Most-adopted 2026 additions to the standard structure. Safety eval results — adversarial robustness, jailbreak resistance, refusal rates on harmful prompts. AI-BOM extract — the model's own supply-chain. Acceptable Use Policy reference. EU AI Act risk-tier classification if applicable. Carbon and energy disclosure — emerging norm; EU AI Act references.

[SLIDE 5 — Audience confusion 1: Engineer vs Procurement]

Two audience confusions. One: engineer-vs-procurement. Engineers want technical depth. Procurement wants signal — "is this safe to use for our case." Trying to satisfy both with the same content produces a card that's too dense for procurement, too shallow for engineers.

Fix: structure with a procurement-friendly summary at the top — 1-2 pages — and technical depth below. Section ordering: Intended Use plus key safety results first. Model Details and Training Data later.

[SLIDE 6 — Audience confusion 2: Internal vs External]

Two: internal-vs-external. Internal engineering reads model cards for build decisions. External customer audiences read for procurement decisions. Same card serves both if it errs toward external clarity.

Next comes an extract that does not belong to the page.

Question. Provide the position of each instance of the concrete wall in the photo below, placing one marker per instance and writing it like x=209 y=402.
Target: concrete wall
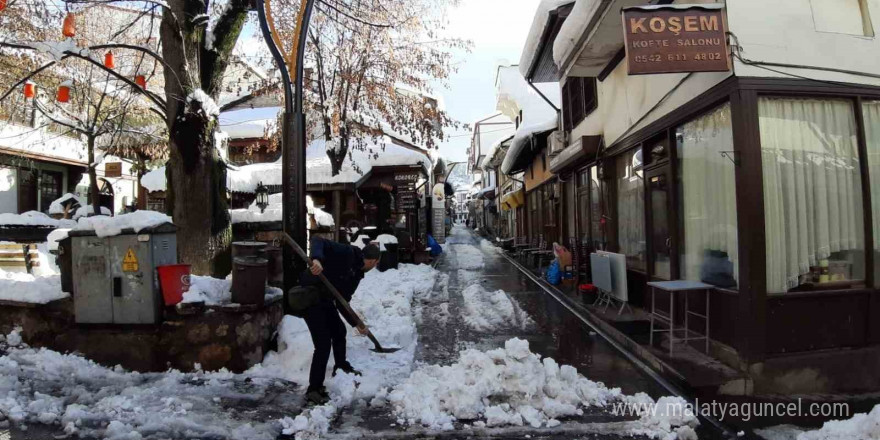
x=8 y=191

Fix: write the card as if the most-skeptical-external-reader is the audience. Internal engineers can ask follow-up questions. External audiences can't.

[SLIDE 7 — Common gaps]

Three common gaps. Training data is vague — "publicly available data" without further detail. Signal of lack of provenance discipline. Out-of-scope uses missing or generic — "don't use for malicious purposes" is unhelpful. Specific cases — "not validated for medical diagnostic use" — are useful. Quantitative analyses skip intersectional breakdowns — aggregate accuracy reported, per-demographic per-domain per-language performance isn't. Increasing pressure to disclose intersectional results.

[SLIDE 8 — L8.7 + up next]

L8.7 has you write a complete model card for the M1 RAG app plus accompanying risk assessment. By the end you have a real example.

Next: system cards, data sheets, AI-BOM revisited. Five minutes.

Slide outline

  1. Title — "Model cards: structure, audience, common gaps".
  2. Definition + history — tension diagram (technical / marketing / legal).
  3. Eight sections — eight-card grid.
  4. 2026 extensions — five-bullet additions list.
  5. Audience confusion 1 — engineer-vs-procurement split with fix.
  6. Audience confusion 2 — internal-vs-external split with fix.
  7. Common gaps — three red-flag cards.
  8. L8.7 + up next — lab callout + pointer.

Production notes

  • Recording: ~4.5 min. Cap 5.
  • Slide 3 (eight sections) is the lesson's reference artifact.